A slightly dusty legion

I entered a small painting challenge with some friends a few weeks ago.  My commitment was to a small group of partisans for my London Calling project, which I managed to paint. 

Except for the one that I missed, but we'll get to him. 

I also added a 1/32 scale Prince August Black Watch Colour Party as part of my painting challenge commitment.  

And that is why, with time running low on the clock, I have painted fourteen Egyptian artillerymen while the Scotsmen kick their heels in the painting queue. I was very pleased with these fellas, as I will be adding them to my Crimean Turkish army (albeit without their Krupp guns).   It would appear that Kinch's favourite thing to paint is whatever he shouldn't be painting right now. 

Unfortunately, shortly after finishing them, I decided to varnish them out in the shed. I reached for the varnish and brought it and the figures outside. I then put the figures down, moved some rubbish and picked up the spray can and varnished away. 
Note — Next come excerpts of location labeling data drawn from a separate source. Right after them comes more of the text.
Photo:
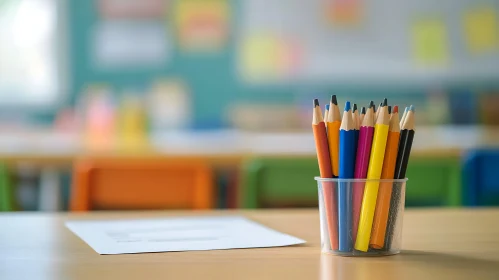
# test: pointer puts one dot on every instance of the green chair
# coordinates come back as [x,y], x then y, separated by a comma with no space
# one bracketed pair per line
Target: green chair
[6,203]
[434,182]
[278,182]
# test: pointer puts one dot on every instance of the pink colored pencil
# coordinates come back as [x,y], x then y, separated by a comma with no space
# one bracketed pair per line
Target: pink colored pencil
[361,164]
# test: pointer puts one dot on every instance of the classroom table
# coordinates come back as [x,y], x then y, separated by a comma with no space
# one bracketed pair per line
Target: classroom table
[437,244]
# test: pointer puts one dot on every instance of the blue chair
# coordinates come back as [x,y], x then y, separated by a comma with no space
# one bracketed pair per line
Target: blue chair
[481,178]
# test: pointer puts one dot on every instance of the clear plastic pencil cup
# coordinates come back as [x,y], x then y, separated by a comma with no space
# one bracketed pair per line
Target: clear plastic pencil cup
[361,217]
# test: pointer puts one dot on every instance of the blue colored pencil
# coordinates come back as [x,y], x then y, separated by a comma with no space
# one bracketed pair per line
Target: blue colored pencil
[346,171]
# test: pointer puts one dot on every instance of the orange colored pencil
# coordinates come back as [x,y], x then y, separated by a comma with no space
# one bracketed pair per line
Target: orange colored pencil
[321,145]
[385,189]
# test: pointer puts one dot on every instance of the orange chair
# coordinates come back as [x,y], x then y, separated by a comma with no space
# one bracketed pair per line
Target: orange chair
[152,184]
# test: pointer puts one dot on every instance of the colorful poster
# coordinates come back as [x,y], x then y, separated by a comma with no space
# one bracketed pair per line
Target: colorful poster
[202,25]
[480,28]
[269,57]
[344,12]
[430,41]
[132,8]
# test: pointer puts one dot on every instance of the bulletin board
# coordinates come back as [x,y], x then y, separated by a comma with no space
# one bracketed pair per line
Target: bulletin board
[374,40]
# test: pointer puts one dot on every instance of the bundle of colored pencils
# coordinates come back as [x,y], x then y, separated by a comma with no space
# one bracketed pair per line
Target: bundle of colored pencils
[373,145]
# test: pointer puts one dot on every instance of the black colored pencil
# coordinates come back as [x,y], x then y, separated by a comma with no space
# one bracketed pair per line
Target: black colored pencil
[405,145]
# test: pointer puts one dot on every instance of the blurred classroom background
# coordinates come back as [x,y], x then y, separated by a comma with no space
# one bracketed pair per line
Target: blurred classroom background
[195,104]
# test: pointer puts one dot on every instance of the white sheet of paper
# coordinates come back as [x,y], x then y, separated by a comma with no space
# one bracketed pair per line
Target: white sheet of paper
[177,234]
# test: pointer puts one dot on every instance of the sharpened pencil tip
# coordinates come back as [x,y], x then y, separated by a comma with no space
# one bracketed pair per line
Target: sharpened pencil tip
[333,99]
[347,106]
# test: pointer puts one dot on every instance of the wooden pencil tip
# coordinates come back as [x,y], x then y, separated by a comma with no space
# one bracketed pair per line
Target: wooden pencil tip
[347,106]
[333,99]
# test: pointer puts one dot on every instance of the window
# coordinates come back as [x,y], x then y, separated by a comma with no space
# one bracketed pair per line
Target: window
[30,52]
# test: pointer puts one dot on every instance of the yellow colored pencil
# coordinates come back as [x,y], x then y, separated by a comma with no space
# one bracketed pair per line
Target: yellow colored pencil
[333,124]
[374,173]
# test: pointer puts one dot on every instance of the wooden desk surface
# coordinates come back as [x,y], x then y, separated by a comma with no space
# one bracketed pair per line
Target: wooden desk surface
[438,244]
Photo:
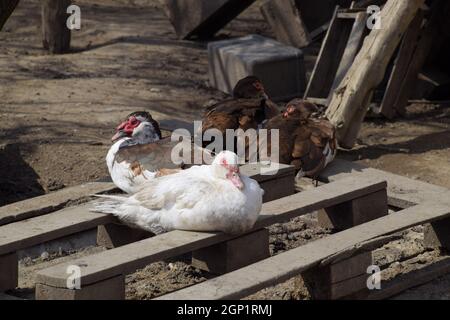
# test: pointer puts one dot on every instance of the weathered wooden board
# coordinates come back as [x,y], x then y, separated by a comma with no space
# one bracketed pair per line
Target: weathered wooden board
[128,258]
[51,202]
[248,280]
[400,69]
[403,192]
[354,43]
[328,60]
[412,279]
[27,233]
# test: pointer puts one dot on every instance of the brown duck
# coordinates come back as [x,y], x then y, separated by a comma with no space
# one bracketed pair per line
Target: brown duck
[249,108]
[306,141]
[139,153]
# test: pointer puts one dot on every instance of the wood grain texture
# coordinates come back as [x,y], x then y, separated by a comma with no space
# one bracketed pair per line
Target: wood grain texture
[269,272]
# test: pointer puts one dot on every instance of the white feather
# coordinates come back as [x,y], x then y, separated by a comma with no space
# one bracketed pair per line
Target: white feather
[194,199]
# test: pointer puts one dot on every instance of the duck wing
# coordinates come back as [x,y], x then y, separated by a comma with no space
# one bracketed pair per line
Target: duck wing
[314,146]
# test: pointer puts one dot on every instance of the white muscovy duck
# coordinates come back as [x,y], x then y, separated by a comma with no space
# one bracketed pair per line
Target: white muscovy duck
[202,198]
[139,153]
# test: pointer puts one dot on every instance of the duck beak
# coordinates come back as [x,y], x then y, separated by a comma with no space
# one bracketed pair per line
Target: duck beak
[237,182]
[119,134]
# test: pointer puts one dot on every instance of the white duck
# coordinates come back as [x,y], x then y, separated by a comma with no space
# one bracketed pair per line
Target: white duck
[202,198]
[139,153]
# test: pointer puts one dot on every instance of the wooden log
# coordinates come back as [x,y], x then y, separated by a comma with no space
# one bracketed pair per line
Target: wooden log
[6,9]
[351,99]
[109,289]
[55,34]
[401,65]
[131,257]
[439,15]
[354,43]
[339,280]
[327,64]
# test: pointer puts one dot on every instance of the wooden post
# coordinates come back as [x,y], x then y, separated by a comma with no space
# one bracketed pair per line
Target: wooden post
[56,35]
[6,9]
[109,289]
[351,98]
[437,235]
[339,280]
[116,235]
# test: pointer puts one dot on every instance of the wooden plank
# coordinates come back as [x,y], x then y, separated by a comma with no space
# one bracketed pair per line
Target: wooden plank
[55,34]
[401,65]
[354,43]
[403,192]
[246,281]
[411,280]
[51,202]
[6,9]
[439,14]
[27,233]
[128,258]
[329,58]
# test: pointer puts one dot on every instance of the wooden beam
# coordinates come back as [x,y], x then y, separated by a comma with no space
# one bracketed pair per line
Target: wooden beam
[403,192]
[52,202]
[351,99]
[411,280]
[401,65]
[246,281]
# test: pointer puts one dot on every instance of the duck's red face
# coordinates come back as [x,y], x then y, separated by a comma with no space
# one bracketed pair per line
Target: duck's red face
[125,129]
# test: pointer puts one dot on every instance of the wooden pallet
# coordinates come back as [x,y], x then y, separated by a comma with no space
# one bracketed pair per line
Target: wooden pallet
[43,219]
[333,267]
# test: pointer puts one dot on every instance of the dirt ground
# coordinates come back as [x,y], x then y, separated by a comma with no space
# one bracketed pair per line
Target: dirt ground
[57,114]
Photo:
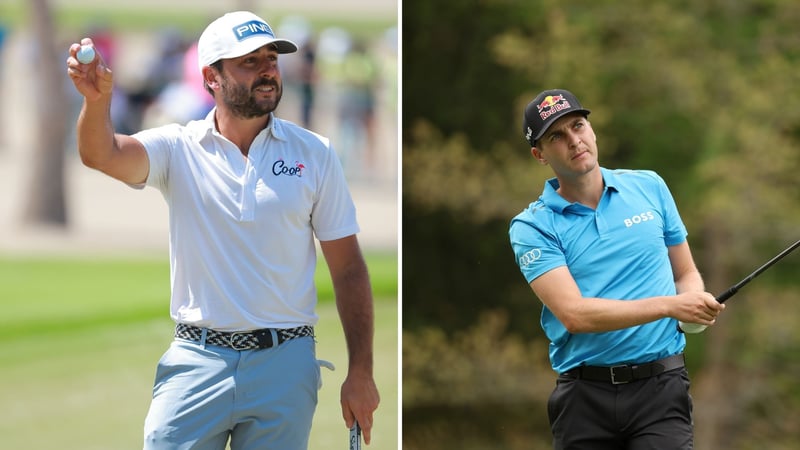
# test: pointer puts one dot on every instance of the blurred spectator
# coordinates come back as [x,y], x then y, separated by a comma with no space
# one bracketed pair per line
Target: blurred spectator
[360,79]
[183,99]
[308,80]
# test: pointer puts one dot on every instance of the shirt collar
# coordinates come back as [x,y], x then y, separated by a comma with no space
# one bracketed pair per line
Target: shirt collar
[556,202]
[207,126]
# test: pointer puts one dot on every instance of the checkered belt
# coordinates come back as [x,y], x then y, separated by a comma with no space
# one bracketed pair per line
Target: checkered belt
[243,340]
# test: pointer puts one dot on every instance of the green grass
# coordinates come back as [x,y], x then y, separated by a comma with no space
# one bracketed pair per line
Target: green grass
[191,22]
[80,338]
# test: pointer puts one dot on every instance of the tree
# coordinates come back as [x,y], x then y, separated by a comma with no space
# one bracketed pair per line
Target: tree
[46,204]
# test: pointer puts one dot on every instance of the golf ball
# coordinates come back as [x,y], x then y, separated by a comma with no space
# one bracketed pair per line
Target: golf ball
[85,54]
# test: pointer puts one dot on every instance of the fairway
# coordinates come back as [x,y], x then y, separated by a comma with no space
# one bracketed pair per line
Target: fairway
[80,340]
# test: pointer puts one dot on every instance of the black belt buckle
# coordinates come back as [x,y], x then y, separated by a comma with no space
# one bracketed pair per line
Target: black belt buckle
[621,374]
[264,338]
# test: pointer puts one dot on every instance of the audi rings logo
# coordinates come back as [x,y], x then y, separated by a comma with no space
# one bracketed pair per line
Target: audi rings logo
[530,257]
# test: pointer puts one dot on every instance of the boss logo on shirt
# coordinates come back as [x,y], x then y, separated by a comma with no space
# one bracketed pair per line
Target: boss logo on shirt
[639,218]
[280,167]
[530,257]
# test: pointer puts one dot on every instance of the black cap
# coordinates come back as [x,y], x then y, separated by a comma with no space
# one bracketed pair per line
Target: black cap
[545,109]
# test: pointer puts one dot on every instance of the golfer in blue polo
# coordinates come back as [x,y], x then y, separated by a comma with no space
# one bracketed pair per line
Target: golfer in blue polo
[606,253]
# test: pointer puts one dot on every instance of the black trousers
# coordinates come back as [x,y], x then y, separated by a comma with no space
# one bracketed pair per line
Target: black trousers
[650,414]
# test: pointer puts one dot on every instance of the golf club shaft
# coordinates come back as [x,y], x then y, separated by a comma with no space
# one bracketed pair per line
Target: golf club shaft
[735,288]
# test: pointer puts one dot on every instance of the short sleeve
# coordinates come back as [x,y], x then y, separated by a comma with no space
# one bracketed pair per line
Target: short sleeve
[537,250]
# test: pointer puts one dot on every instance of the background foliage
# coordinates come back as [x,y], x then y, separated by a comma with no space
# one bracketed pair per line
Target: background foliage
[705,93]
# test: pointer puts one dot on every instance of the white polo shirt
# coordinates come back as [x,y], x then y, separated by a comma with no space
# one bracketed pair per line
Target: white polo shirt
[242,251]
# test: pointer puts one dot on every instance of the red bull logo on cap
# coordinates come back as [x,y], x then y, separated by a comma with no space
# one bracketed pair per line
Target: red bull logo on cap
[551,105]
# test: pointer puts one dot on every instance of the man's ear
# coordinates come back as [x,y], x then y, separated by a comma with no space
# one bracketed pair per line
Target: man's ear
[537,154]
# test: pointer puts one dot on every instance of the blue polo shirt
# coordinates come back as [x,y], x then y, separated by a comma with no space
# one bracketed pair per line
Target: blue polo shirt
[618,251]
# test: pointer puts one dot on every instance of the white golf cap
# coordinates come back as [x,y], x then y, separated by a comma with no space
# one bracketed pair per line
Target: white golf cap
[236,34]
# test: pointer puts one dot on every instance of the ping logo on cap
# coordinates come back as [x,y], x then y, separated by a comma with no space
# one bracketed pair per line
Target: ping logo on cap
[252,28]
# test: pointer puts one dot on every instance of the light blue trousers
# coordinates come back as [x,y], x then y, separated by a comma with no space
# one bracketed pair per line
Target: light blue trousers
[259,399]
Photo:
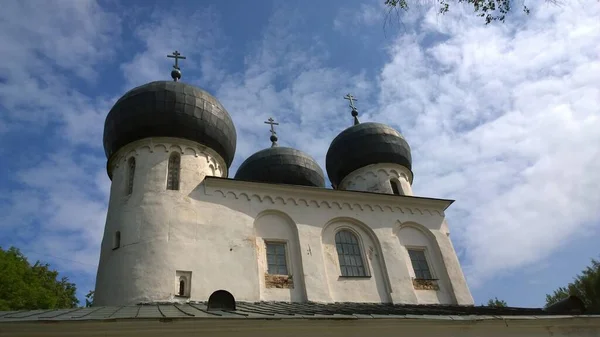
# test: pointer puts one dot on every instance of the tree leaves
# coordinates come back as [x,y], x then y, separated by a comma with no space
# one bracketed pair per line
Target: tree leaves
[28,287]
[586,286]
[490,10]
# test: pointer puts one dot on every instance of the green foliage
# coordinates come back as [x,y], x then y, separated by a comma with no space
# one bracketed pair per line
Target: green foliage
[89,299]
[586,286]
[490,10]
[495,302]
[28,287]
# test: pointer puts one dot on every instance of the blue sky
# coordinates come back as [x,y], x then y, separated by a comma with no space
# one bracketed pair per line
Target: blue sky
[502,118]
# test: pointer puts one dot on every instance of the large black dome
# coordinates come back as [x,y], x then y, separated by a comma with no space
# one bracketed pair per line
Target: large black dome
[170,109]
[282,165]
[365,144]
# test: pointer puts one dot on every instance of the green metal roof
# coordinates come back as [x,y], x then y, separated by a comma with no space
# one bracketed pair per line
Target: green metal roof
[280,310]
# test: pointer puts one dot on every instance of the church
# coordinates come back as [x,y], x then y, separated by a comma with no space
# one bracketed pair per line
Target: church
[189,249]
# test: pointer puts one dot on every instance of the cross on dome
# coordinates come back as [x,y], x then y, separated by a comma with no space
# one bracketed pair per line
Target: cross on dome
[176,72]
[272,122]
[354,110]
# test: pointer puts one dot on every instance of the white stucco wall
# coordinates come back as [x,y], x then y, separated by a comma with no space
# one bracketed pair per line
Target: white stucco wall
[377,178]
[215,229]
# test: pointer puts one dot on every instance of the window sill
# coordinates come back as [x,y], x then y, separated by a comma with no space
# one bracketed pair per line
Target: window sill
[279,281]
[425,284]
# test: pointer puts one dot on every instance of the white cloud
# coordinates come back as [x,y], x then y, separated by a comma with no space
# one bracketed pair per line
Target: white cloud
[503,119]
[195,35]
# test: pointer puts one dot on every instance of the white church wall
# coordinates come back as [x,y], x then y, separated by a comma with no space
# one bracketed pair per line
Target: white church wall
[213,229]
[371,288]
[414,236]
[273,226]
[378,178]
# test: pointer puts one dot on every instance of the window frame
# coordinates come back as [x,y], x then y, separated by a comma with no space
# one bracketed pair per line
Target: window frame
[116,240]
[186,278]
[363,259]
[130,175]
[396,183]
[427,261]
[172,155]
[286,251]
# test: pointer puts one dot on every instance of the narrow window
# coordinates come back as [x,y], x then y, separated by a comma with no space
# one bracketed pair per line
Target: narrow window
[130,174]
[419,262]
[349,255]
[181,288]
[276,258]
[395,187]
[183,283]
[117,240]
[173,172]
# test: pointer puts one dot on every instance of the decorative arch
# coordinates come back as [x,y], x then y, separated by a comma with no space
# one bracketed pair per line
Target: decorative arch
[221,300]
[277,238]
[350,251]
[396,187]
[379,287]
[424,230]
[416,238]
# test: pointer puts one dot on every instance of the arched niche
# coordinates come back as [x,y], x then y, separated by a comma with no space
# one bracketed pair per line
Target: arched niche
[375,286]
[414,236]
[221,300]
[277,238]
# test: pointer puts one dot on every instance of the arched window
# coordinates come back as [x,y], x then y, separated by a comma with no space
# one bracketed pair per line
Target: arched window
[182,288]
[173,171]
[349,254]
[117,240]
[130,174]
[396,188]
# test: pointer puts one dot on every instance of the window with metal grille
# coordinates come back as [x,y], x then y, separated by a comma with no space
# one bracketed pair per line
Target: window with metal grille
[173,171]
[276,258]
[419,262]
[181,288]
[395,187]
[117,240]
[130,175]
[349,255]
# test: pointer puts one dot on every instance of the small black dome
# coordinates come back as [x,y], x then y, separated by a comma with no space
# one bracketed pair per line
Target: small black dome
[282,165]
[170,109]
[365,144]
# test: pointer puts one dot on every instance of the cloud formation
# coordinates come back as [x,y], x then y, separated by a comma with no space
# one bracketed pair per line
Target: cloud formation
[502,118]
Sadly, I had reached for the wrong can and had picked up a can of brown spray.  I am normally a relatively polite man, Mrs. Kinch being a theatrical type is the infinitely more swear-y of the two of us, but some choice words were uttered soon after this.  Fortunately I realised my mistake almost immediately and the figures got nothing worse then a dusting of brown, but still it made a frightful mess of their nice clean paintjobs.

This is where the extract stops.